Logement et Voisinage : Quelle responsabilité lors d’un sinistre lié à une catastrophe naturelle?




En cas d’épisodes pluvieux intenses, il peut arriver que cela occasionne des dommages sur une propriété qui se répercute sur des propriétés voisines. Dans ce cas, les victimes peuvent vouloir engager contre vous des poursuites notamment sur le fondement du trouble anormal du voisinage.


Le trouble anormal du voisinage correspond à des nuisances qui excèdent les inconvénients normaux de voisinage.
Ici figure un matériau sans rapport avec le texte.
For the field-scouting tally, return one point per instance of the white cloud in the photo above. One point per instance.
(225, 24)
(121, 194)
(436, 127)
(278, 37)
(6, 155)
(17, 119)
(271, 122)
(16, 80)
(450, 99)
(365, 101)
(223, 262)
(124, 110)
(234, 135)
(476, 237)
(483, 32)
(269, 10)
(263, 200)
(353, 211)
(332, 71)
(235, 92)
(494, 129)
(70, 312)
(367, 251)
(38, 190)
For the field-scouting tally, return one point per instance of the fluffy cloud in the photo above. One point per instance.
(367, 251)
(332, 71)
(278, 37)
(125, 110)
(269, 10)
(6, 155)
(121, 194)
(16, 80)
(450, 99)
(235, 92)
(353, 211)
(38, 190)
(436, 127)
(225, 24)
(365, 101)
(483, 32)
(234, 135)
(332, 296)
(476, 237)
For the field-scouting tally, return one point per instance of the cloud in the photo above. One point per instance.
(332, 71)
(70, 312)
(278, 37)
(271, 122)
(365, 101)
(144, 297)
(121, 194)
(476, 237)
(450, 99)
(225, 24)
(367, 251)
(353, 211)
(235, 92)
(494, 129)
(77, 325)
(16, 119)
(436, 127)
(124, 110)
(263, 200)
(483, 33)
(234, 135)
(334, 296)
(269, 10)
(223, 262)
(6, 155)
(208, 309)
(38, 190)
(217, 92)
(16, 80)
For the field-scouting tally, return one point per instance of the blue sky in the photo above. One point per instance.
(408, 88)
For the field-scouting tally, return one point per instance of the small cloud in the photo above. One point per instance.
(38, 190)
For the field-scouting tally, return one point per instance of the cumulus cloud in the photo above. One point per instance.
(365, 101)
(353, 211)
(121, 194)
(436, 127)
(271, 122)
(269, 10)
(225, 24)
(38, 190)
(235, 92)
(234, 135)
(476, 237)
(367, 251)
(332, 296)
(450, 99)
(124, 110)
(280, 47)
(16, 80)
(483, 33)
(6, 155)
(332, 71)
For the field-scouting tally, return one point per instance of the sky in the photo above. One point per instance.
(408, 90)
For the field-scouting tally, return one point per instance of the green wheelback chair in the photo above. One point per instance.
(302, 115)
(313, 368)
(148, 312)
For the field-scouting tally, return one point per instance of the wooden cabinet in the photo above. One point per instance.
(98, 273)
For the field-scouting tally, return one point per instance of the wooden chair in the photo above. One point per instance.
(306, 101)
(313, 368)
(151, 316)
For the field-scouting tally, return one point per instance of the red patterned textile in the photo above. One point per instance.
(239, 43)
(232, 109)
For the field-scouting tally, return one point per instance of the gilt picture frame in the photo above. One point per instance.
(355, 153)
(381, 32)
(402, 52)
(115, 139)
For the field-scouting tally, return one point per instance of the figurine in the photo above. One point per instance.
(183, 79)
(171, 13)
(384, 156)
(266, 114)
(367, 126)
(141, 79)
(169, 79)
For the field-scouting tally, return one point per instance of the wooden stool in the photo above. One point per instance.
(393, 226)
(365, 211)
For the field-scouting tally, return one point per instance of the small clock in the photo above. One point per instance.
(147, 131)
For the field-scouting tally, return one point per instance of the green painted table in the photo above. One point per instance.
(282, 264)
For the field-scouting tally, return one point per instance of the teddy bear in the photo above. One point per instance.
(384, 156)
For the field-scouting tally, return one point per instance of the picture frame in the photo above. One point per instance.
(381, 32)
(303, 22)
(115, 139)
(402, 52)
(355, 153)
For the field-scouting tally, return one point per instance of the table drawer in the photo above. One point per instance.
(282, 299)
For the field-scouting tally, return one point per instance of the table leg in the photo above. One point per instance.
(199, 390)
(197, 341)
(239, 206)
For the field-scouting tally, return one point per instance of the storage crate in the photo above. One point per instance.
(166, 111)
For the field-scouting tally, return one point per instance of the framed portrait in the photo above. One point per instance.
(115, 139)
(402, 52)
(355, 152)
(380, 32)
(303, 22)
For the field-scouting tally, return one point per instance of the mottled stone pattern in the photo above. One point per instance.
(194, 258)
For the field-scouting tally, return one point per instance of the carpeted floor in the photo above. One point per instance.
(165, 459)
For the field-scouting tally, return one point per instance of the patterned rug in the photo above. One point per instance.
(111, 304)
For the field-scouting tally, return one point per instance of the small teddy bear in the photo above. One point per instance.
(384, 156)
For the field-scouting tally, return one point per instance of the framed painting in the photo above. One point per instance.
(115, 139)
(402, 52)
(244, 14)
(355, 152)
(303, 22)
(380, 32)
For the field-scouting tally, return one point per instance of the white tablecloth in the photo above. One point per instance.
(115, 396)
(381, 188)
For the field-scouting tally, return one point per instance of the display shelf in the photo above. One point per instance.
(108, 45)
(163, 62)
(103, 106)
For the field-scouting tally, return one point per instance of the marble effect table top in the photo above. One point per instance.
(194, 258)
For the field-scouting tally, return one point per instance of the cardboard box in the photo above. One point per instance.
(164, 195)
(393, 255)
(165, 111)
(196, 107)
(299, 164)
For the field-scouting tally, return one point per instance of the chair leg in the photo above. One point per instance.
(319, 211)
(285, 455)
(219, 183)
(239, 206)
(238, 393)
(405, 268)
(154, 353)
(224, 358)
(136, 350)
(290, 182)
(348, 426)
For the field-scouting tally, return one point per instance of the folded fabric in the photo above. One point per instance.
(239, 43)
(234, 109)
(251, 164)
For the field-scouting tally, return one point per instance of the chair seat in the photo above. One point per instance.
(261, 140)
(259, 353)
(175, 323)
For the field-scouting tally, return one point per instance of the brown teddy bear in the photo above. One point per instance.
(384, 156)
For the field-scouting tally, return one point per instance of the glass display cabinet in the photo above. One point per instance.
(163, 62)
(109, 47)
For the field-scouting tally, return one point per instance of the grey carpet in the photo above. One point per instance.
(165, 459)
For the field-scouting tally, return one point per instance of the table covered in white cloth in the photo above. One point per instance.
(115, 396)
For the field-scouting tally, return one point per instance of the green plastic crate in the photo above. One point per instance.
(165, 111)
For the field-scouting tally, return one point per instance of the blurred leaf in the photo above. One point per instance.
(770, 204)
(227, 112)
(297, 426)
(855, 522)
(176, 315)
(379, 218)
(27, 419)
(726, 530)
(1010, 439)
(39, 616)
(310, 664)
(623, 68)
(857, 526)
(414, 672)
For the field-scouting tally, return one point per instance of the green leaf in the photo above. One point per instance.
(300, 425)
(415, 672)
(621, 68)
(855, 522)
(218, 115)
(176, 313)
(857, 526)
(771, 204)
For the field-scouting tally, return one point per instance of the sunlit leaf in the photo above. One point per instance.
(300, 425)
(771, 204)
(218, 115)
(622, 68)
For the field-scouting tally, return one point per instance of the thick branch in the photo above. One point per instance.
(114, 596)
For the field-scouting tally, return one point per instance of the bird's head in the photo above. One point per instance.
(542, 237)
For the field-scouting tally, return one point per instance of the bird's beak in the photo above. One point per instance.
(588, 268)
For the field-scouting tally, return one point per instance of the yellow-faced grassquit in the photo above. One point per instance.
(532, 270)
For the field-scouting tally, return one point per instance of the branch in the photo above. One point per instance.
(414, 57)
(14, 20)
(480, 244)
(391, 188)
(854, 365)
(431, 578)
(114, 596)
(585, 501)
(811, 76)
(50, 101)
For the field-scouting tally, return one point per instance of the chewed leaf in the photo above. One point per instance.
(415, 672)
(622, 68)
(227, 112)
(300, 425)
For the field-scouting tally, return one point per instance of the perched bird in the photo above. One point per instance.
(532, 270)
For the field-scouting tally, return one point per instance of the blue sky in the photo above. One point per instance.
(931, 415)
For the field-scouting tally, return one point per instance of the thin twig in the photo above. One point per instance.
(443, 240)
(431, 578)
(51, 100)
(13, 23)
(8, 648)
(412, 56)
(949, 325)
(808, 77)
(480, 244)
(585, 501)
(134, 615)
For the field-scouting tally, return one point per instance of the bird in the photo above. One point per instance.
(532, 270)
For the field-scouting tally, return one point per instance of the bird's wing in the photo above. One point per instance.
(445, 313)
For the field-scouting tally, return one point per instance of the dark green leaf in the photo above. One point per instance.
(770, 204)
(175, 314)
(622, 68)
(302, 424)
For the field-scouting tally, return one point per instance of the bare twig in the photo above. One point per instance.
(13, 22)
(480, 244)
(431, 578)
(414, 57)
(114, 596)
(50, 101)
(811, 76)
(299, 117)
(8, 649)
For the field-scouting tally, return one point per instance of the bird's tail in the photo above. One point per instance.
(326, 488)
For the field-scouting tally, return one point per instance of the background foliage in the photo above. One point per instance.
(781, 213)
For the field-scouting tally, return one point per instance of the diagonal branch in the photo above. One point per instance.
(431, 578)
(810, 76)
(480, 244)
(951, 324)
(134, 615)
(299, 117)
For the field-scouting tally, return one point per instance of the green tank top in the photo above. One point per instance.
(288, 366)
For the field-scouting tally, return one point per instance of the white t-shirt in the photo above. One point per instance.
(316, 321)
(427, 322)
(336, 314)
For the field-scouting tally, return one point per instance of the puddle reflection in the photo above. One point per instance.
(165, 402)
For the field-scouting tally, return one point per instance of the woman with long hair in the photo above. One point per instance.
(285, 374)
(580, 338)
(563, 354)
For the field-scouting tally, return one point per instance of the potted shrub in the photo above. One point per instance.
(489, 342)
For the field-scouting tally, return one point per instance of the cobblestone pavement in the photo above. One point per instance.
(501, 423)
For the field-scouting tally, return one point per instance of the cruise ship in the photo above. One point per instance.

L’anormalité de la nuisance peut être caractérisée, par exemple, par des infiltrations se manifestant chez les voisins, par des nuisances sonores trop importantes ou par l’édification de murs à proximité immédiate du mur séparatif .


Le régime des troubles anormaux du voisinage est fondé sur l’article 1240 du code civil qui dispose ‘’Tout fait quelconque de l’homme, qui cause un dommage à autrui, oblige celui par la faute duquel il est arrivé à le réparer’’. Sur la base de ce texte, la jurisprudence a consacré la notion de trouble anormal du voisinage dans un arrêt de la 3ème chambre civile de la cour de cassation en date du 13 Novembre 1986 en précisant que ‘’Nul ne doit causer à autrui un trouble anormal du voisinage’’.


Cependant un événement pluvieux peut, sous certaines conditions, exonérer le propriétaire du terrain fautif et ainsi réduire ou supprimer totalement la responsabilité de la personne mise en cause. Ces conditions sont celles de la force majeur, régie par l’article 1218 du Code civil. Depuis un arrêt de la première chambre civile de la cour de cassation en date du 6 Novembre 2002, la force majeure est caractérisée lorsque l’événement survenu est considéré comme imprévisible, extérieur à la victime et irrésistible.


En l’espèce, la Cour d’appel de Pau a reconnu la force majeure lors d’un glissement de terrain survenu en raison d’un phénomène climatique exonérant ainsi le propriétaire de toute responsabilité ( arrêt de la cour d’appel de Pau en date du 7 Mars 2017 ).

La 2ème chambre civile de la cour de cassation dans un arrêt en date du 17 Juin 2021 confirme ainsi l’appel de la cour d’appel de Pau en retenant une nouvelle fois la force majeure en raison d’intempéries exceptionnelles ayant provoqué un glissement de terrain chez une structure voisine à celle de la victime.